According to a very recent report released by CNBC, the parent companies of major US wireless carriers T-Mobile and Sprint are in active talks regarding a potential merger. T-Mobile parent Deutsche Telecom is said to be engaging in discussions with Sprint parent SoftBank about the possibility of effecting a stock for stock agreement that would have the former become the majority owner of the resulting combined business entity. Just to be clear, there is no final decision yet, and if ever a definite agreement will be reached, it will likely take several weeks to get there.
For several years now, T-Mobile and Sprint have been exploring ways in which to better compete with the industry leaders, Verizon Wireless and AT&T. While the third and fourth biggest mobile operators in the country have since taken great strides to expand their respective customer bases, they are still a long way from equaling the duopoly’s massive reach.
A merger, however, could significantly change things. And recent developments, like the ascension of Donald Trump in the White House, and the results of the Federal Communications Commission’s incentive auction a few months ago, has helped increase the potential for T-Mobile and Sprint combining forces to take on Verizon Wireless and AT&T.
Interestingly, when SoftBank completed its acquisition of Sprint about half a decade ago, it was actually also looking to purchase T-Mobile, too. But regulators under then President Barack Obama’s administration had opposed the tie up. With a new President and a new administration, however, talks of a merger have once again grabbed some headlines, but this time around, it is T-Mobile’s camp that looks to be taking the buyer’s role.
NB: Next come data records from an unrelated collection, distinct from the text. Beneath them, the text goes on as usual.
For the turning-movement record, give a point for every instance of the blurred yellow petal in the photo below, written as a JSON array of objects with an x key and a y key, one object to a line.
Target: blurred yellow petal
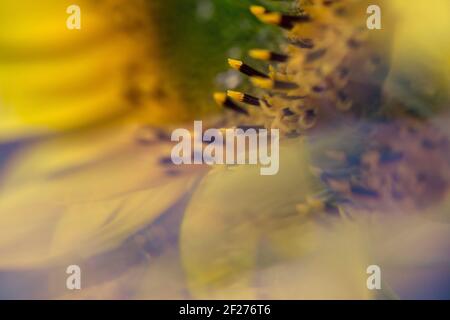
[
  {"x": 53, "y": 79},
  {"x": 232, "y": 212},
  {"x": 420, "y": 68}
]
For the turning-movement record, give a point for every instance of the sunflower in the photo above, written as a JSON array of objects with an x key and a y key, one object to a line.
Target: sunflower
[
  {"x": 85, "y": 130},
  {"x": 364, "y": 166}
]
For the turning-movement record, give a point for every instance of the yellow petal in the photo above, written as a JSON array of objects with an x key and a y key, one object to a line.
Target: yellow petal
[
  {"x": 230, "y": 215},
  {"x": 83, "y": 194}
]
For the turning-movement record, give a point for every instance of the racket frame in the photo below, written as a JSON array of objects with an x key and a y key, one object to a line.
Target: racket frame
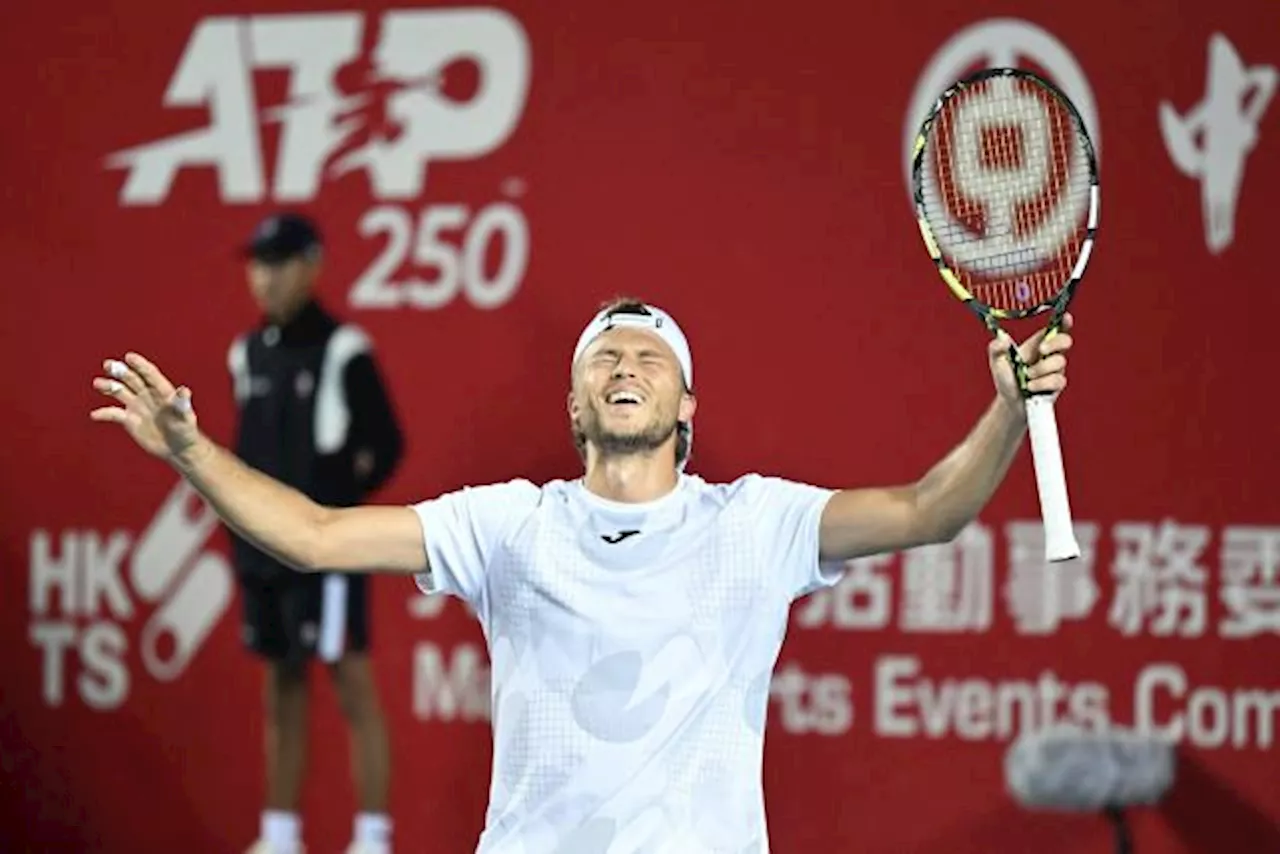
[{"x": 1060, "y": 542}]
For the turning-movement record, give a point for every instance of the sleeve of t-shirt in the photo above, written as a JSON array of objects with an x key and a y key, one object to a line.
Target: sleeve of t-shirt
[
  {"x": 462, "y": 530},
  {"x": 790, "y": 520}
]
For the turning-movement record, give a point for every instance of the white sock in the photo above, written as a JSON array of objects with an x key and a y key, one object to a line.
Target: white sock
[
  {"x": 374, "y": 830},
  {"x": 282, "y": 830}
]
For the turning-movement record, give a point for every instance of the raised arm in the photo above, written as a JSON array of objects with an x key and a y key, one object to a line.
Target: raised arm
[
  {"x": 936, "y": 507},
  {"x": 274, "y": 517}
]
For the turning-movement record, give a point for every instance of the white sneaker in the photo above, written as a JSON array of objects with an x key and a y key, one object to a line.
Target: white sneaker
[
  {"x": 263, "y": 846},
  {"x": 368, "y": 848}
]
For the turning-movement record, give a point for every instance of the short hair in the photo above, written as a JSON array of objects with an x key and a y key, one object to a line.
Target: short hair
[{"x": 636, "y": 306}]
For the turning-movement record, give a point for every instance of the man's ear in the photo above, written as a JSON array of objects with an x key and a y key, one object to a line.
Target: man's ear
[{"x": 688, "y": 405}]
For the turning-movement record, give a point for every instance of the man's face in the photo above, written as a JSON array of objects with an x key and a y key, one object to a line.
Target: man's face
[
  {"x": 279, "y": 288},
  {"x": 629, "y": 392}
]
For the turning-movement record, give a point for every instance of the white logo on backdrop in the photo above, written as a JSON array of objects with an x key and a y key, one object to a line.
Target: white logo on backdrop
[
  {"x": 1212, "y": 138},
  {"x": 364, "y": 95},
  {"x": 80, "y": 601}
]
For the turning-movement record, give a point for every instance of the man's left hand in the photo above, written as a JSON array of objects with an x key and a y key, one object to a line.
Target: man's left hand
[{"x": 1045, "y": 359}]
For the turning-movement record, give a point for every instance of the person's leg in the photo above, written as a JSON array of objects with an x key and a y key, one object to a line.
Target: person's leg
[
  {"x": 268, "y": 631},
  {"x": 347, "y": 653}
]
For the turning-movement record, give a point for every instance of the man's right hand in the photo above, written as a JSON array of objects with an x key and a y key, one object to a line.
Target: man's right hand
[{"x": 155, "y": 414}]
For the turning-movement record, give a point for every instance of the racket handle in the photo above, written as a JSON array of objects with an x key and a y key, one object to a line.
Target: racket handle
[{"x": 1051, "y": 480}]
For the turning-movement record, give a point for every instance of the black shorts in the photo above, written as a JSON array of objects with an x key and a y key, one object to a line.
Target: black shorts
[{"x": 296, "y": 616}]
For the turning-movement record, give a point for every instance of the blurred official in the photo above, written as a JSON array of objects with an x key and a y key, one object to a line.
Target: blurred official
[{"x": 314, "y": 414}]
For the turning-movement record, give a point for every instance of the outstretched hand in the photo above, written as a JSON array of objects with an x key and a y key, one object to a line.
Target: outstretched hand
[
  {"x": 155, "y": 414},
  {"x": 1045, "y": 357}
]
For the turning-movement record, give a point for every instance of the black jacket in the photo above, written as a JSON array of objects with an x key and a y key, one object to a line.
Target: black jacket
[{"x": 314, "y": 414}]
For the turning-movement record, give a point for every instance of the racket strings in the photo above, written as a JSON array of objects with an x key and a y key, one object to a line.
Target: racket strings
[{"x": 1006, "y": 192}]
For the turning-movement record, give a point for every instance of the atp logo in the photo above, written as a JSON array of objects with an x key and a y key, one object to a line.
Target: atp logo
[
  {"x": 385, "y": 97},
  {"x": 81, "y": 603},
  {"x": 1212, "y": 140}
]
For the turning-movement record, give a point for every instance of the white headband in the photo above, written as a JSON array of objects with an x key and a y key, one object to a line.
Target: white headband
[
  {"x": 657, "y": 322},
  {"x": 661, "y": 324}
]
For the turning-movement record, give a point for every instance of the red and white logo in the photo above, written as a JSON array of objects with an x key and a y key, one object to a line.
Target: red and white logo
[
  {"x": 1212, "y": 138},
  {"x": 81, "y": 584},
  {"x": 385, "y": 97}
]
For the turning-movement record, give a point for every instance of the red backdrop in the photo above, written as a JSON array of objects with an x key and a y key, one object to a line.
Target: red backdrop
[{"x": 744, "y": 168}]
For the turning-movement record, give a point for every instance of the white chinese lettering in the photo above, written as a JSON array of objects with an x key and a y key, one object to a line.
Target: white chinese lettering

It is not surprising why T-Mobile would want to merge with Sprint. Among the Big Four carriers in the United States, Sprint may only be number four, but it does possess a considerable wealth of 2.5 GigaHertz spectrum. It is no secret that T-Mobile wants to get its hands on that spectrum, especially after acquiring lots of 600 MegaHertz it had won from the FCC’s incentive auction. As for Sprint, despite its impressive spectrum holdings, it could use some capital to take care of its debits, which will become due.
Apart from its talks with T-Mobile, Sprint has also engaged in discussions with cable giants Charter and Comcast (the two companies are negotiating as one party) back in June earlier this year regarding potential partnership agreements in the future.